Everything You Want to Know About Sinus Infection

Mar 01, 2022

One of the most common areas of infection for many people globally is the respiratory system. Many bacterial and viral diseases can affect your health. One of them is a sinus infection.

What Is a Sinus Infection?

It is the swelling of a tissue called sinuses, found in the nasal region, between the bones of the eyes. The medical term for a sinus infection is sinusitis. The function of the sinuses is to produce mucus, which keeps the nose moist from the inside. The role of a moist nose is to prevent irritants from getting through your respiratory system, including pollen, dust, and other allergens. Naturally, healthy sinuses should be filled with air. However, upon infection, the hollow space is filled with fluids that harbor germs and bacterial infections.

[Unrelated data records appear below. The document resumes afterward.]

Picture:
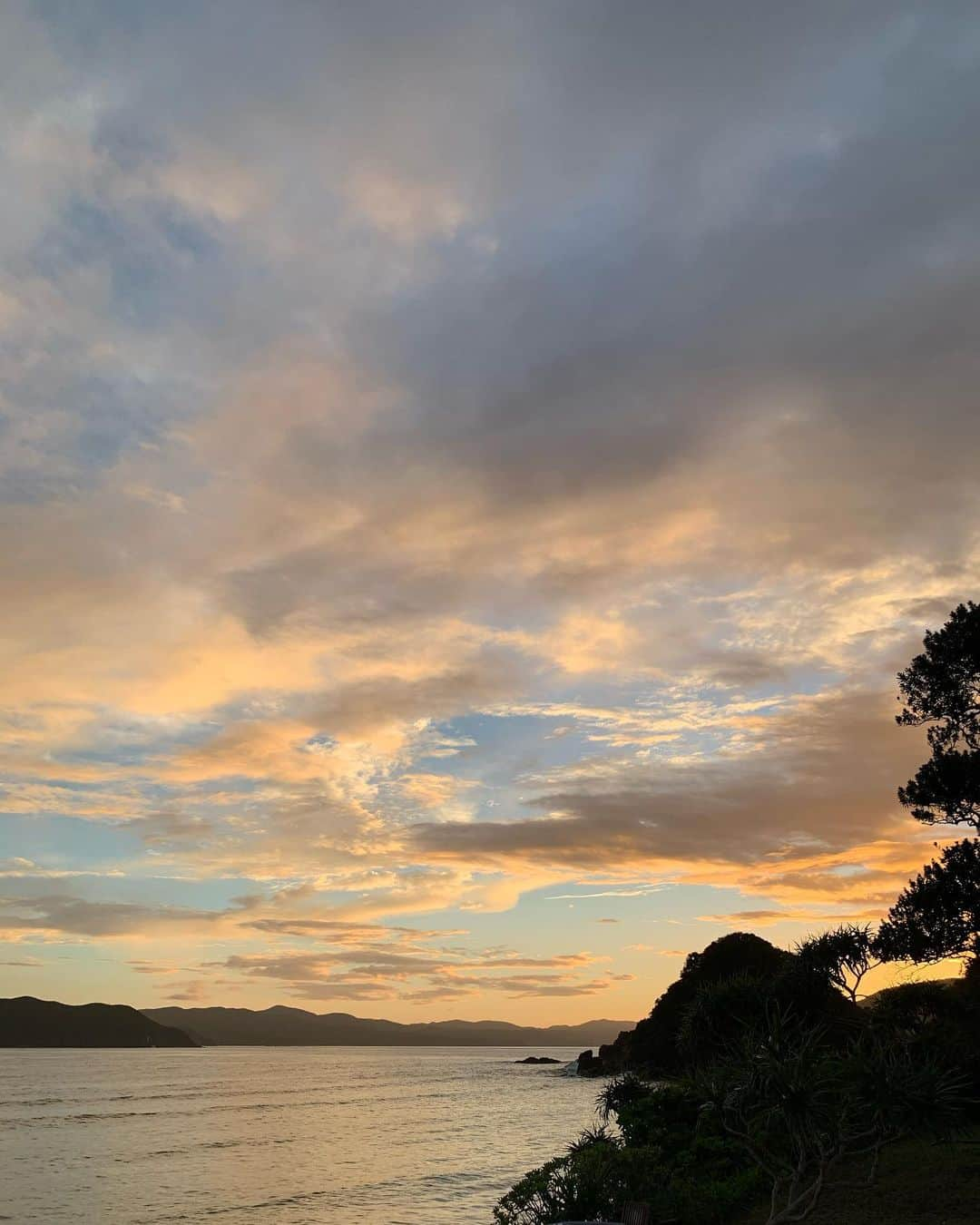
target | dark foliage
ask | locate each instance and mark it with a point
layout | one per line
(840, 957)
(725, 984)
(941, 690)
(946, 789)
(654, 1045)
(937, 916)
(802, 1113)
(941, 686)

What Causes Sinus Infections?

In the USA alone, about 3.5 million people get sinus infections annually. It says a lot about informs how common the infection is. You need sinus infection treatment when your sinuses are blocked and inflamed. Various factors could lead to the inflammation and blockage of your sinuses, including:

  1. The common cold
  2. The flu (influenza)
  3. Nasal polyps – are small growths that grow in the inside lining of your nasal cavity.
  4. Allergic reactions – also called allergic rhinitis.
  5. A deviated septum – is a movement of the nose, usually due to nasal surgery or blunt trauma after an accident or injury.
  6. Using the pacifier – for infants and toddlers
  7. Drinking fluids from a bottle while lying down – common among children that do not breastfeed

Types of Sinus Infection

The kind of medical attention you receive in an ER for sinus infection will depend on the type of sinusitis you have. The types are:

  1. Acute sinusitis – usually starts suddenly and can last for about a month or two weeks. It starts with flu-like or cold symptoms like a stuffy or runny nose.
  2. Chronic sinusitis – the infection lasts for more than 12 weeks without getting better.
  3. Recurrent sinusitis – is a recurrent infection that goes and comes back several times a year.

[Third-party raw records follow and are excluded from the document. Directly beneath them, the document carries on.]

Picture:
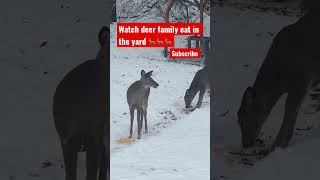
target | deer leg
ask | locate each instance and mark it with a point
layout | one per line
(202, 91)
(103, 164)
(139, 122)
(292, 107)
(131, 120)
(70, 156)
(93, 156)
(145, 120)
(141, 118)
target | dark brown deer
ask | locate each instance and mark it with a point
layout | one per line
(137, 98)
(291, 66)
(80, 113)
(200, 83)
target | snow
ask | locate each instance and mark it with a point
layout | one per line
(27, 134)
(29, 145)
(242, 38)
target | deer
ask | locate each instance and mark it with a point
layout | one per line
(80, 113)
(137, 98)
(291, 67)
(200, 82)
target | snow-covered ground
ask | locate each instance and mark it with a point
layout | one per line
(29, 75)
(29, 145)
(242, 38)
(177, 145)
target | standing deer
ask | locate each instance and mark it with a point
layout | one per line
(80, 113)
(137, 98)
(291, 66)
(200, 83)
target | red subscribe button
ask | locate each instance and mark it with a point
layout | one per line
(185, 53)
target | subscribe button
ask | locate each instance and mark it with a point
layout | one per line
(184, 52)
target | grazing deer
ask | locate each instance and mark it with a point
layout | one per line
(152, 42)
(200, 83)
(291, 66)
(168, 42)
(137, 98)
(80, 113)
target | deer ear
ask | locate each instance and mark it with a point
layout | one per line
(149, 73)
(103, 35)
(248, 95)
(143, 73)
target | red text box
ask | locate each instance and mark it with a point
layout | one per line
(185, 53)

Do You Have a Sinus Infection?

Even without seeking sinus infection emergency care, you can identify sinusitis through the following symptoms:

  1. Nasal blockage
  2. Facial pressure and pain
  3. Loss of smell
  4. Runny nose
  5. Congested chest
  6. Coughing
  7. Dental pain
  8. Fever and fatigue
  9. Discolored discharge or pus in the nasal cavity
  10. Headaches

Why Is It Important to Seek Treatment?

One of the reasons you need to rush to an ER near you when you have a sinus infection is that it may be mistaken for a different condition. In the COVID-19 pandemic era, our medical team at Express Emergency Room Harker Heights has encountered many patients with mixed-up self-diagnosis. The symptoms of sinus infections are closely similar to the flu, common cold, and other respiratory conditions. Other than that, you will need medical attention in an emergency room in Harker Heights for the following reasons:

  1. To alleviate pain and discomfort in your face
  2. To mitigate the spread of infection
  3. To promote breathability, especially at night when you sleep
  4. To restore your general health
  5. To prevent worsening of the condition

Managing and Treating Sinusitis

Depending on the level of severity, the following approaches can help manage and treat sinus infections:

  1. Hydrating – taking a lot of fluids will help thin out your mucus and improve your comfort. Besides, water is great for flushing out toxins from your system.
  2. Decongestant drops or sprays – will be helpful if you have a stuffy nose.
  3. Over-the-counter medication – to alleviate pain and rid your system of bacteria. Your doctor should prescribe antibiotics, which you will take for about two weeks until your symptoms disappear.
  4. Warm compresses – can help ease congestion and alleviate pain.
  5. Avoid allergens – including smoke, dust, pollen, to mention a few.
  6. Antihistamine – to manage allergic reactions.
  7. Hygiene – improving your hygiene standards can help you avoid several respiratory conditions. Wash your hands as often as possible, and avoid touching your face as much as possible.